Benchtop band saws are designed to be clamped to a shop bench, table, or other work surface.

These are the most popular band saws for hobbyists and DIYers, because they are nearly as powerful as floor standing models, but take up much less space.

Their popularity means that benchtop band saws also come with a lot of different options and features.


Portable band saws are easy to transport to a job site, but have a very small working area.

They are a great choice for finessing trim, baseboards, PVC pipes, and other materials that have been cut to length offsite, but need to be precisely fitted at the job site.

Band Saws are the Optimal Tool For

  • Cutting wood that is 2 to 6 inches thick, but big band saws can manage stock that is 12 inches thick or more.
  • Cutting even, smooth curves into large flat stock
  • Cutting awkward angles or irregular shapes in large flat stock
  • Band saws are often used to knock edges off of thick blocks prior to turning on a lathe

​Scroll Saws

How to Scrolls Saws Work?

scroll saw

Scroll saws are named after the intricate, ornamental scrollwork that they were designed for.

Scroll saws have slender, delicate blades that can be used to make very fine cuts, including tight, smooth curves, as well as small, sharp, precise angles.

A scroll saw has a reciprocating blade, held between two extending arms, and operates at a relatively lower speed and less noise than other power tools.

They usually have a dial or pedal that controls the speed of the blade, so that speed can be adjusted as needed. 

Types of Scroll Saws

Scroll saws are differentiated by the rocking motion of the arms, which controls the angle of the blade.

Different types of scroll saw are:

Parallel arm

In this design, two parallel arms hold the blade between them at the end.

The arms pivot up and down, in a reciprocating motion that moves the blade up and down, with nearly no lateral motion. This is the most common type of scroll saw, and the safest.

Double parallel link

In these saws, the bulk of the reciprocating motion is confined to the ends of the arms, where the blade is, as the saw pivots up and down.

While these have more moving parts, the primary effects  are reduced noise and vibration, and blade movement that has slight lateral motion as well as vertical.

While the lessened vibration increases precision, it's important to account for the lateral motion when cutting.

C-arm saws

C-arm scroll saws pivot on the rear, rocking the entire fixed saw arms and blade up and down simultaneously.

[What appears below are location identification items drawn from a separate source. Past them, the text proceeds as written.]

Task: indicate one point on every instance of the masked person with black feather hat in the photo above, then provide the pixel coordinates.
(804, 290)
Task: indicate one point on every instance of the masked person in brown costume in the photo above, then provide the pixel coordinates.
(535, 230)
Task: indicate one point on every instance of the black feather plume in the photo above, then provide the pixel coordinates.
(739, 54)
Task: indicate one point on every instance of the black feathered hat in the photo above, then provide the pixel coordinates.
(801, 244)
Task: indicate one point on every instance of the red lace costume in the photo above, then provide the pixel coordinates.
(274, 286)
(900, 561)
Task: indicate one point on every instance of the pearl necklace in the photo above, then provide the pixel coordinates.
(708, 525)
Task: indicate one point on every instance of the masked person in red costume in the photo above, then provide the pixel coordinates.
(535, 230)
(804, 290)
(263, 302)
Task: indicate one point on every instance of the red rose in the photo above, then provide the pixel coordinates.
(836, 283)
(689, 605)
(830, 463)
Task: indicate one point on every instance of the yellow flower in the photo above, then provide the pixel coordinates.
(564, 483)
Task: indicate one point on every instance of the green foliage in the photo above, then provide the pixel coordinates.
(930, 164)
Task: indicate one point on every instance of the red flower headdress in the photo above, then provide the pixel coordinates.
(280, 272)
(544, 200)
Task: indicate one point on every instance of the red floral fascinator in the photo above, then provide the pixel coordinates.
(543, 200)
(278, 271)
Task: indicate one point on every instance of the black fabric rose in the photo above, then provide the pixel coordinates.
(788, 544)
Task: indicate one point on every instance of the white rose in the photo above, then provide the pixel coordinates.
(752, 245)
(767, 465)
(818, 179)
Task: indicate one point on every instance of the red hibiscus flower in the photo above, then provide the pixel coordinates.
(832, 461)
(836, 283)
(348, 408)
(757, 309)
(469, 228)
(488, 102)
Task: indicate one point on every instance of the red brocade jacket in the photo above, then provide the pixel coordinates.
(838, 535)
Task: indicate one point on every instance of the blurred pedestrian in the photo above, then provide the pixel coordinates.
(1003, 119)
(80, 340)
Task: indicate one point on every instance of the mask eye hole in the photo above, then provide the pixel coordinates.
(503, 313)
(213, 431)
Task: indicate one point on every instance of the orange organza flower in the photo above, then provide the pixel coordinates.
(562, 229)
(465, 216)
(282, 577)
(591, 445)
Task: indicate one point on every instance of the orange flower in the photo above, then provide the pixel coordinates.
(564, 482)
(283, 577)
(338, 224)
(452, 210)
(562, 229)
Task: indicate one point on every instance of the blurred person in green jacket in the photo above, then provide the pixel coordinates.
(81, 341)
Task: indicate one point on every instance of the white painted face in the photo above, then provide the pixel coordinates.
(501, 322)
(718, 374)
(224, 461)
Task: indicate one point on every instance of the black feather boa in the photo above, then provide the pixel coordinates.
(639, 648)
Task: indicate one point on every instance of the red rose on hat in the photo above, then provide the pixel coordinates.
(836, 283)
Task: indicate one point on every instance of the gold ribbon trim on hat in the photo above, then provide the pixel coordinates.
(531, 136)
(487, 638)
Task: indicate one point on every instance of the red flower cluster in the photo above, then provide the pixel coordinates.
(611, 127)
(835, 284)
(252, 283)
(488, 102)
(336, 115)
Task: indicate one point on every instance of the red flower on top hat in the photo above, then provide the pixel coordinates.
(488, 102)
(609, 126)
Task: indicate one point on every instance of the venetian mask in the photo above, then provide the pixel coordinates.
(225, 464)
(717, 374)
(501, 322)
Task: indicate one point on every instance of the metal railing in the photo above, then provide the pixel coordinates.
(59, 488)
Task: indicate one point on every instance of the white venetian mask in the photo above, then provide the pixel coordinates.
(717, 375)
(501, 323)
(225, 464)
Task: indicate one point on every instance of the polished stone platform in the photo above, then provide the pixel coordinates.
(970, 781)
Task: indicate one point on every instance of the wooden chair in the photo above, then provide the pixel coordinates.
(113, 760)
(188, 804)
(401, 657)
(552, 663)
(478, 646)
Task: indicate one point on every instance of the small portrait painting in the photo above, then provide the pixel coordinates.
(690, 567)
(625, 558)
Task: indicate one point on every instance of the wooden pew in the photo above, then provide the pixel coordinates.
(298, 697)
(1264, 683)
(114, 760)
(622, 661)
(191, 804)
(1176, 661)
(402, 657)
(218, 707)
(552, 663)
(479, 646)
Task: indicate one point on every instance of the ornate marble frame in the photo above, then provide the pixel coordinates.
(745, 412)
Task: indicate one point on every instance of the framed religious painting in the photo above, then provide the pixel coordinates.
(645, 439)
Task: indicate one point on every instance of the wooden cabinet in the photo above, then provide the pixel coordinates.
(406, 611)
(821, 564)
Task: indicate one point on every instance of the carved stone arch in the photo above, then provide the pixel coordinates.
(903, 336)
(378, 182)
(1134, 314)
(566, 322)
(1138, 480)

C-arm scroll saws are very much like a motorized coping saw, and have much more lateral movement than other types of scroll saw. 

Table tilting scroll saws

Some scroll saws allow you to tilt the table, which can be convenient when creating small miters and bevels, allowing you to make angled cuts more safely and consistently than on a flat table.

Scroll Saws are the Perfect Tool For

  • Wood and stock that is no thicker than 2 inches
  • Projects that require interior cuts, particularly if those cuts require precise, tight curves and angles, and intricate designs. Simply drill through the wood, thread the blade through the drilled hole, and make precise interior cuts.
  • Fine cuts that need virtually no sanding
  • Woodworking jobs that require intricacy and precision, like
  • Small miters, bevels, and dovetails
  • Fretwork and scrollwork
  • Wooden letters, jigsaw puzzles, art projects, and other projects that require small, controlled curves and angles

Ultimately, the question of band saw vs scroll saw comes down to the scale of your work.

If you are working on big projects or very thick stock and need lots of power, then a band saw is the perfect tool.

If you are working on small, precise, intricate projects, a scroll saw is better.

Generally speaking, a band saw, provided you have space for it, is a more versatile tool for a wider variety of projects. But if you are making small puzzles, fretwork, scrolls, and art projects, a band saw is too big and imprecise.